Lors de l’audience suivante, Mme H, semblait beaucoup plus animée et engagée. À ce titre, j’ai supposé qu’elle serait libérée dans le cadre du programme de déjudiciarisation. Cependant, lors de la détermination de la peine par le tribunal, elle a continué à lutter pour comprendre la procédure. Elle a finalement demandé un interprète espagnol. Son avocat et moi-même avons été surpris car elle semblait maîtriser l’anglais familier et semblait parler couramment l’anglais. Une fois l’interprète espagnol arrivé, elle a pu terminer la procédure. Il était alors évident qu’elle avait du mal avec le jargon juridique en anglais. Elle a été libérée sous condition dans le cadre du programme de déjudiciarisation et a poursuivi son traitement de santé mentale dans la communauté.

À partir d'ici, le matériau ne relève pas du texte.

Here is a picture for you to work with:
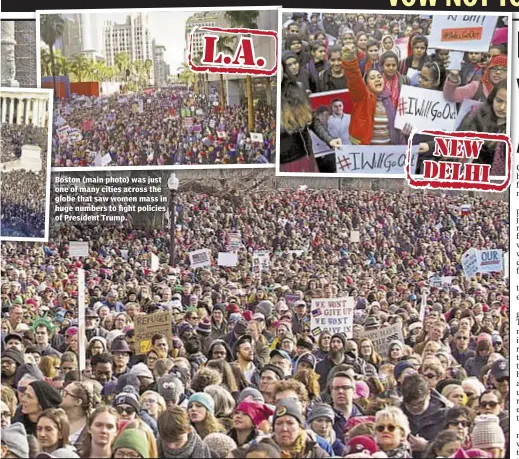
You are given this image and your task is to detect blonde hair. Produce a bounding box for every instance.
[375,406,411,439]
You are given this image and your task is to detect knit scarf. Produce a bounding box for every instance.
[382,74,400,108]
[159,432,204,459]
[481,54,508,94]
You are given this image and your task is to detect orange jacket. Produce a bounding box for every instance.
[342,59,377,145]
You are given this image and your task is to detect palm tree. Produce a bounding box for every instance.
[225,10,259,132]
[143,59,153,85]
[216,35,236,105]
[71,54,93,83]
[40,14,65,97]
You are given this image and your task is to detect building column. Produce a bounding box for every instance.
[25,99,31,125]
[16,97,24,124]
[9,97,14,124]
[0,97,7,123]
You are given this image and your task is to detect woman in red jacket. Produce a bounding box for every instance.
[342,44,405,145]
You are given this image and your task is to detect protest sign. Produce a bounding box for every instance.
[335,145,419,178]
[395,85,458,132]
[250,132,263,143]
[454,99,483,130]
[68,241,88,258]
[151,253,159,272]
[134,311,173,354]
[252,250,270,276]
[362,323,404,357]
[429,14,498,53]
[461,247,478,279]
[478,249,503,274]
[218,252,238,267]
[77,268,86,372]
[189,249,211,269]
[310,297,355,338]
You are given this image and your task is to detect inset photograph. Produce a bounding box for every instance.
[277,10,511,178]
[37,8,278,167]
[0,88,53,241]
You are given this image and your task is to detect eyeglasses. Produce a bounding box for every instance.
[479,401,499,409]
[447,420,470,428]
[375,424,396,433]
[115,406,135,414]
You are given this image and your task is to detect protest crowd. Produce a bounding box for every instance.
[0,123,48,238]
[280,13,508,176]
[53,87,276,167]
[1,181,510,458]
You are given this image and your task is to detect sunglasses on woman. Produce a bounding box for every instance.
[375,424,396,433]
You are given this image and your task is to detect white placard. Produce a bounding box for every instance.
[478,249,504,274]
[461,247,478,279]
[218,252,238,267]
[151,253,159,272]
[77,268,86,378]
[428,14,498,53]
[362,323,404,357]
[68,241,89,257]
[454,99,483,130]
[335,145,418,178]
[250,132,263,143]
[310,297,355,338]
[395,85,458,132]
[189,249,211,269]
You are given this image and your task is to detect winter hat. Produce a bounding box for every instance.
[13,363,45,387]
[353,381,370,400]
[188,392,214,415]
[307,403,335,424]
[472,414,505,449]
[196,317,211,336]
[203,432,238,457]
[272,399,305,426]
[393,360,414,381]
[157,373,183,403]
[346,435,378,454]
[238,387,265,403]
[130,363,153,379]
[2,347,25,366]
[234,401,274,428]
[113,386,141,412]
[112,429,149,457]
[2,422,29,457]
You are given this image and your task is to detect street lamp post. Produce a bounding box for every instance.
[168,172,180,267]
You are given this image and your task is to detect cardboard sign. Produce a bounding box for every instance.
[335,145,419,178]
[218,252,238,267]
[68,241,89,258]
[461,247,478,279]
[478,249,504,274]
[134,311,173,354]
[250,132,263,143]
[395,85,458,132]
[429,14,498,53]
[252,250,270,276]
[151,253,159,272]
[188,249,211,269]
[362,323,404,356]
[310,297,355,338]
[77,268,86,373]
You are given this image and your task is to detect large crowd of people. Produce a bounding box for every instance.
[0,123,48,238]
[53,87,276,167]
[1,181,510,458]
[280,13,508,176]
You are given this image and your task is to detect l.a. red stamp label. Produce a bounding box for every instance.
[188,26,278,76]
[405,129,512,192]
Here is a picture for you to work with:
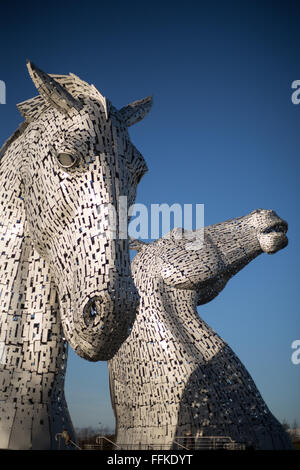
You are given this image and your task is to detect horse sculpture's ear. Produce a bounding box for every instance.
[119,96,153,127]
[27,61,83,114]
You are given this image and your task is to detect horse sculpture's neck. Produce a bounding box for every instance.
[0,144,72,449]
[109,219,290,449]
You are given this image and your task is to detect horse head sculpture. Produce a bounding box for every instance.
[108,209,292,449]
[1,62,152,361]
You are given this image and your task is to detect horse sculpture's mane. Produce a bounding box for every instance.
[0,73,108,160]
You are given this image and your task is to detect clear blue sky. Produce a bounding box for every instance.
[0,0,300,434]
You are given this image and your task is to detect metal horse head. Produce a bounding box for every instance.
[1,62,152,360]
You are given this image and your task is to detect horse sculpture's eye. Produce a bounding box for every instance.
[57,153,78,168]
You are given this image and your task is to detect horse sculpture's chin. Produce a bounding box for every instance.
[258,221,288,254]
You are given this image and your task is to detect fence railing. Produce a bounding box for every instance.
[82,436,246,450]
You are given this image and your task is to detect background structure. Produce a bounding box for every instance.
[0,0,300,434]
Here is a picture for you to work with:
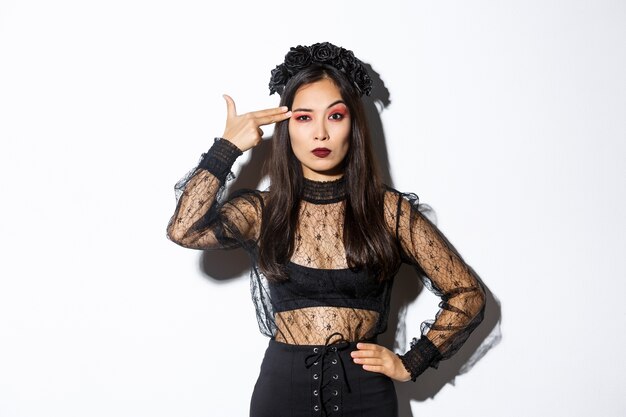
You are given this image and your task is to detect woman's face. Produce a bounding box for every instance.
[289,78,351,181]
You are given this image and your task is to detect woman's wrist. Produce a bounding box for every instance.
[198,138,243,183]
[398,336,441,382]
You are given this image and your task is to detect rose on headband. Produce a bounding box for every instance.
[269,42,372,96]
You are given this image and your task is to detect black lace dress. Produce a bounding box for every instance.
[168,139,484,417]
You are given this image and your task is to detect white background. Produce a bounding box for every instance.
[0,0,626,417]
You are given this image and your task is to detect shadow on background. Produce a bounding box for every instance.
[200,64,501,417]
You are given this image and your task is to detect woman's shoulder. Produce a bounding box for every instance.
[223,188,267,208]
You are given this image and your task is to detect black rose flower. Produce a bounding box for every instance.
[311,42,343,65]
[269,64,289,95]
[285,45,311,75]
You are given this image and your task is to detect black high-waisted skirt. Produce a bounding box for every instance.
[250,340,398,417]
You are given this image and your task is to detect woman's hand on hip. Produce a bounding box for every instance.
[222,94,291,152]
[351,343,411,382]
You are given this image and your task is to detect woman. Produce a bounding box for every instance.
[168,43,484,417]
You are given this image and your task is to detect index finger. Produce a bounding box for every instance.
[250,106,289,117]
[356,342,380,350]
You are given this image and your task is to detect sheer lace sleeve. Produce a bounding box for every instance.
[167,139,262,249]
[387,193,485,381]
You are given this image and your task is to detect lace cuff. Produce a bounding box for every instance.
[398,336,441,382]
[198,138,243,184]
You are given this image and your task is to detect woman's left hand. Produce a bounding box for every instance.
[350,343,411,382]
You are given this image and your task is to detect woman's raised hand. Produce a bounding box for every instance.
[222,94,291,152]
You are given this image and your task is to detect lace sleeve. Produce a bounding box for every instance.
[167,139,262,249]
[386,190,485,381]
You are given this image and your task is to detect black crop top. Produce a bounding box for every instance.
[168,139,484,379]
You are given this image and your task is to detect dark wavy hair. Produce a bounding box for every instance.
[259,64,399,281]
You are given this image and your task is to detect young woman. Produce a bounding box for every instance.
[168,43,484,417]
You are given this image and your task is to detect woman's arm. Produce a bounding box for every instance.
[167,96,291,249]
[395,194,485,380]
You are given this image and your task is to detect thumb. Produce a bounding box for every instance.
[222,94,237,119]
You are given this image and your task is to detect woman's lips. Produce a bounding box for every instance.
[311,148,330,158]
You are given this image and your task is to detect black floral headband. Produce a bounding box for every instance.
[269,42,372,96]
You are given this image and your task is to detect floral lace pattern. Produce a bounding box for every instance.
[168,140,484,377]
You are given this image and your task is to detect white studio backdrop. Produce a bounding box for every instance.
[0,0,626,417]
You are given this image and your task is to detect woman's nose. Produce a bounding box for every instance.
[315,121,329,140]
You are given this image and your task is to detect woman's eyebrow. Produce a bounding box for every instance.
[292,100,346,113]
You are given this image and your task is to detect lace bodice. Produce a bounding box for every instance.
[168,140,484,376]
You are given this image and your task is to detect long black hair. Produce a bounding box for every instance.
[259,65,399,281]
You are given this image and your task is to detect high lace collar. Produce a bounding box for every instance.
[302,177,346,204]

J’ai été aveuglé par mon privilège en tant que médecin américain instruit et valide. J’ai fait des suppositions incorrectes sur Mme H, parce que je ne lui ai pas posé plus de questions pour comprendre ses limites. J’étais tellement concentré sur le fait de la faire sortir rapidement de prison que je n’ai jamais répondu à ses préoccupations concernant le programme ou appris son histoire de manière significative. En conséquence, je n’ai pas été en mesure de vraiment plaider en sa faveur, car j’ai confondu le paternalisme médical avec mon partenariat solidaire avec elle.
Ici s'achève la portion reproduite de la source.